I have downloaded the provided patch (have to get off archived page as links are now dead https://web.archive.org/web/20180218092110/https://wiki.freebsd.org/Laptops/HP_Envy_TouchSmart_m6) and placed it in /usr/src. I applied the patch and rebuild the drm2 module, installed it and rebooted (procedure below). The output from any of the commands below looks OK and does not give any indication that an error has occurred. 
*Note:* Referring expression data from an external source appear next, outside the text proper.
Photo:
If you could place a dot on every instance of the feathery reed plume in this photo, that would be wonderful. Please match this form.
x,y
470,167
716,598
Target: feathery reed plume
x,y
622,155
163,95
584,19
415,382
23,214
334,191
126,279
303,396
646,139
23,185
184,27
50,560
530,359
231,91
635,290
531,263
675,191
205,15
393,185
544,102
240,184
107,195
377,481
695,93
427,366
When I reboot the driver loads (I can see the console which only works once radeonkms loades because I set "hw.syscons.disable=1" in boot/loader.conf) ,however the X11 xf86-video-ati driver does not seem to work. Upon trying to startx I get a black screen (LCD turned off completely) and see the following message in the console (which still works even after trying to startx)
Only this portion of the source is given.